Second Prize: Man of the West by Iain Colley
We view him in iconic incarnations:
perhaps with cows, more likely with a Colt
or swallowing bar whiskey by the jolt;
both free and shouldering his obligations,
the sober code that westerners espouse,
to be a man. And not by herding cows.

His strength must combat villainy and danger.
Can any man be violent yet just
whose gun ensures that black hats bite the dust
like bowling pins? (Smile when you say that, stranger.)
This weatherbeaten god, booted and spurred,
a natural stoic, never wastes a word.

The movies show the double bind he faces,
the Nemesis he plays to his own role.
His ruthless righteousness upholds the goal
of settled order, but once that replaces
the frontier stance and quickness on the draw
he’ll be redundant to the rule of law.

Cow Boy by J R Gillie
His gait was formed by earth, his arm by toil.
To reassuring clicks, comforting coos,
he shaped his tongue, in answer to the moos
of the calm beasts who trod his father’s soil.

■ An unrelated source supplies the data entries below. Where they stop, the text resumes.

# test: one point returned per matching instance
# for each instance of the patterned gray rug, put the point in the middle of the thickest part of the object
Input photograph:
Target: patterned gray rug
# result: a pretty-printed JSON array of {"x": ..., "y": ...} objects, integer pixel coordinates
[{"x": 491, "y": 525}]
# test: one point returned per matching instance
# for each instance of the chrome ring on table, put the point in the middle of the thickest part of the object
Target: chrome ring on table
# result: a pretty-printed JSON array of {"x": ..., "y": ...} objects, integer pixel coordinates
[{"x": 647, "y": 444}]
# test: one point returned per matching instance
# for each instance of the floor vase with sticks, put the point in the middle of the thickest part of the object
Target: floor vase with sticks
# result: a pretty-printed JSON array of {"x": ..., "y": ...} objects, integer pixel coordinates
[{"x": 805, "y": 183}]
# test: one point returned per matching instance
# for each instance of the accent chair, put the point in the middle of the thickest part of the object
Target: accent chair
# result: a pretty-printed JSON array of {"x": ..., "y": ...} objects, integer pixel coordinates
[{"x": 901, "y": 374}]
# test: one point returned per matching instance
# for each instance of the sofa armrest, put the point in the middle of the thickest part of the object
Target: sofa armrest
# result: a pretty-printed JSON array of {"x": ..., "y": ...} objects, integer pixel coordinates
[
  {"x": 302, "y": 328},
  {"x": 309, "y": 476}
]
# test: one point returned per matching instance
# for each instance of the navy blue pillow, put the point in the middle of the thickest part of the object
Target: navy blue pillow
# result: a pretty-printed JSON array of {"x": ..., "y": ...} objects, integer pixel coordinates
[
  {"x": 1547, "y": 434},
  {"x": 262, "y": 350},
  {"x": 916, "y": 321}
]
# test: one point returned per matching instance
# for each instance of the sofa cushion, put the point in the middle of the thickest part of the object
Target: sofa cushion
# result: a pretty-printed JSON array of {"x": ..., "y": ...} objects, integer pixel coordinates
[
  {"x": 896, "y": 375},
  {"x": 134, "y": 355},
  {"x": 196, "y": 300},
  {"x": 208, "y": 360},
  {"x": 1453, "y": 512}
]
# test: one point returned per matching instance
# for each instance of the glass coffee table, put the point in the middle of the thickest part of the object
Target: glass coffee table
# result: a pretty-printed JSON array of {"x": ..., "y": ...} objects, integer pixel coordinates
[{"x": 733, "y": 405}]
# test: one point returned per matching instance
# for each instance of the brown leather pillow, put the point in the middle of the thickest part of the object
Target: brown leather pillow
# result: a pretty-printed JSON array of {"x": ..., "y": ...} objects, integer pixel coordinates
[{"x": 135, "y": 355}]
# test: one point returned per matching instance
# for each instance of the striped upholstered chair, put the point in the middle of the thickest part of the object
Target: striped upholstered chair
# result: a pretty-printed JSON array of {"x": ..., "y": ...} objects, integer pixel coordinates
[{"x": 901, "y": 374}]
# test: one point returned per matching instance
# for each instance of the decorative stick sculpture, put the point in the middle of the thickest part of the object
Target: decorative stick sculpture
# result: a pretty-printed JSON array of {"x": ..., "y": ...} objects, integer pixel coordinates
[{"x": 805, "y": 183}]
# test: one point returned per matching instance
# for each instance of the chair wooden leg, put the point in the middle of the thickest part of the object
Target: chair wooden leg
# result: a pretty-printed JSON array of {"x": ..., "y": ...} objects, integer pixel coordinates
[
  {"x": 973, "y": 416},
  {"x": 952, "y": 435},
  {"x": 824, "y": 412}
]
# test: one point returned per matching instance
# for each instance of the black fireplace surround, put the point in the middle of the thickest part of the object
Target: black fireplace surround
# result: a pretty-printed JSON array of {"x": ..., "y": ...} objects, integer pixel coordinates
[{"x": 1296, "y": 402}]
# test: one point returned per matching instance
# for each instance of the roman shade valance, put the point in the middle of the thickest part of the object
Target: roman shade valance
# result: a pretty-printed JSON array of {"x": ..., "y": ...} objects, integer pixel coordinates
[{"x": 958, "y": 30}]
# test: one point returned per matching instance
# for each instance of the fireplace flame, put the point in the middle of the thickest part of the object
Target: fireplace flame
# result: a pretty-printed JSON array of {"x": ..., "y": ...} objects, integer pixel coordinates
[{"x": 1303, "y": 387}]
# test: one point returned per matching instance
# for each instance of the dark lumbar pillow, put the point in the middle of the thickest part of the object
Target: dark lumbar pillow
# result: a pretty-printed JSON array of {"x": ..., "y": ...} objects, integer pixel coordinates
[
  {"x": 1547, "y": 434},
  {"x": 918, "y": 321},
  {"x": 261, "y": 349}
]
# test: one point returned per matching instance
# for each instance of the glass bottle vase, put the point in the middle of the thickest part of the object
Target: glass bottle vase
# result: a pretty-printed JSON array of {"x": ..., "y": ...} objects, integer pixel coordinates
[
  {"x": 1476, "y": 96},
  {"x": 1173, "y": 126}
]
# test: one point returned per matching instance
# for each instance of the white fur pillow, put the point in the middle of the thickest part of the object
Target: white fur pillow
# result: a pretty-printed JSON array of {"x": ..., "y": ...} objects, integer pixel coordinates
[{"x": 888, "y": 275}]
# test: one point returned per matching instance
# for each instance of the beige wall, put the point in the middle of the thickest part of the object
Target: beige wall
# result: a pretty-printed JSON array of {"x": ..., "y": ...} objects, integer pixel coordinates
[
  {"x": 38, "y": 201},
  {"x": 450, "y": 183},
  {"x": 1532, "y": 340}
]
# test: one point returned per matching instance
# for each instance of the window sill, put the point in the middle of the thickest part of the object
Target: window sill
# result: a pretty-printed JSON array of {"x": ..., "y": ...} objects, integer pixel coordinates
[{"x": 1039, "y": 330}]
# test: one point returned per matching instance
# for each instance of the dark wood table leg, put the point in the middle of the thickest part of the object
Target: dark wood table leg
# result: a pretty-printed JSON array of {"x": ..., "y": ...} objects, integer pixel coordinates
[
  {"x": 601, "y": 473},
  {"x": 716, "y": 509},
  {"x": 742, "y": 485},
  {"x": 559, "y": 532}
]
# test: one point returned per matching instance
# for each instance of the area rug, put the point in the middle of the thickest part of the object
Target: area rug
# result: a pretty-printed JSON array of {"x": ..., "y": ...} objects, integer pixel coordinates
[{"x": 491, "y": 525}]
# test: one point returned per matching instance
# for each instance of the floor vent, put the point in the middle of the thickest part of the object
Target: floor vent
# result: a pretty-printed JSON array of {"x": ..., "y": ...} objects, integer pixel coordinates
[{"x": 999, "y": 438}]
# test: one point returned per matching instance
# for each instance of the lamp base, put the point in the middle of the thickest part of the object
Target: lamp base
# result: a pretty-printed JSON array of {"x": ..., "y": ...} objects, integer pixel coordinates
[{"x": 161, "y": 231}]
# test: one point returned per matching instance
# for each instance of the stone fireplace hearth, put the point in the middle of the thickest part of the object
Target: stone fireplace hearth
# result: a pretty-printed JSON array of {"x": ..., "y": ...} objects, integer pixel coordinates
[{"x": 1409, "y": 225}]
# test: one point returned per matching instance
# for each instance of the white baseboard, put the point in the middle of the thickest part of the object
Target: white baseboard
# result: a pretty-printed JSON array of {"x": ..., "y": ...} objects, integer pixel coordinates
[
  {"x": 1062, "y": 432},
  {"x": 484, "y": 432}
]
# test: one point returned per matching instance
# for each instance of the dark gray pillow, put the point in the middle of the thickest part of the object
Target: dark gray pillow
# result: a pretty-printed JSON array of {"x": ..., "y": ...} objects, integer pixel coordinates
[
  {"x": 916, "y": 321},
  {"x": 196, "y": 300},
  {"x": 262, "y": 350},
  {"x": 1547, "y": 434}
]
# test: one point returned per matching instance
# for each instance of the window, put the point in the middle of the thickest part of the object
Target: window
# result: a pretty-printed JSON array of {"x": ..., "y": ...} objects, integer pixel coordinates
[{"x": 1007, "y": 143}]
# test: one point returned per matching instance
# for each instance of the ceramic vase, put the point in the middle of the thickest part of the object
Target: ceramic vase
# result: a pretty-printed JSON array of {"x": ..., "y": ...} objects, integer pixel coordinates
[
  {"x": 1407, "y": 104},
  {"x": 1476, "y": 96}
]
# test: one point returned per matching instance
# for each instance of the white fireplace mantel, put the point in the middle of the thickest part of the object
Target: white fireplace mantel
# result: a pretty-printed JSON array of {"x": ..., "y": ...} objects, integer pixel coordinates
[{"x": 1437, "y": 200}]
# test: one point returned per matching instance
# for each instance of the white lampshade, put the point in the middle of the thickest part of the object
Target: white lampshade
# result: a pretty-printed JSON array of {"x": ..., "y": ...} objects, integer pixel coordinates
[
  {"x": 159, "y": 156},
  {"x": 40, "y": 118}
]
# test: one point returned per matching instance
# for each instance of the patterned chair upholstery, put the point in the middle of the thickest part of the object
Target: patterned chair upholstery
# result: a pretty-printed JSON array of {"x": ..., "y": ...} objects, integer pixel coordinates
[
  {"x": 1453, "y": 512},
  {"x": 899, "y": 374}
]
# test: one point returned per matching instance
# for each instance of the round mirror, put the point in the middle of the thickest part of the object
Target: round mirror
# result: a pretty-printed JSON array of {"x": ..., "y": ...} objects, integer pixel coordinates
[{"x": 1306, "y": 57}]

He rarely rode his horse. Astride a calf,
aged five or six, he’d sway around the yard.
His parents let him know their life was hard,
that they were living it on his behalf,

So he might have a new house, square and trim,
a model farm, fresh pastures and a life
leavened with comforts suited to the wife
which such possessions would attract for him.

He left it all behind, and made his mark
in cities where you never see the stars,
threading his way each night through herds of cars,
to hayless lofts, high in the semi-dark.

He did write once, saying he’d come home soon.
The land was sold, and now in one vast shed
the Fresians are mechanically fed.
He dreams of them, when there’s a horn-shaped moon.

The Cowboys by Alison Prince
Here they come, the cowboys in their white van,
swinging their lariats of words, roping
the mug, dumping him hog-tied on the sand
of the quick-sale sierra. He’s hoping
the boiler these guys sold him is OK,
not knowing that it came from two streets down
and will be bust by Christmas. Whistling, they
ride on, nonchalant, through the lucky town
they chose to favour. Cactus blooms. The sun’s
at high noon in each junk yard and each house
where owners fret about wet that’s begun
to seep through cellars or an ominous
clanking in the pipes. Their signature tune
is clip-clopping hooves and the ring of cash –
‘No cheques, please, Missus, we’ll be moving on,
our bank’s not here.’ With sweet talk and whiplash
they corral punters to their proper use
as rumpsteak, count the wads of folded notes
after the round-up, buy six-packs, drink. Dust
and their laughter drift through parking lots.
The old Injun watches from his small fire.
Coyotes howl, or it’s a police car.
The white van has gone in a squeal of tyres,
leaving the Injun and just one lone star.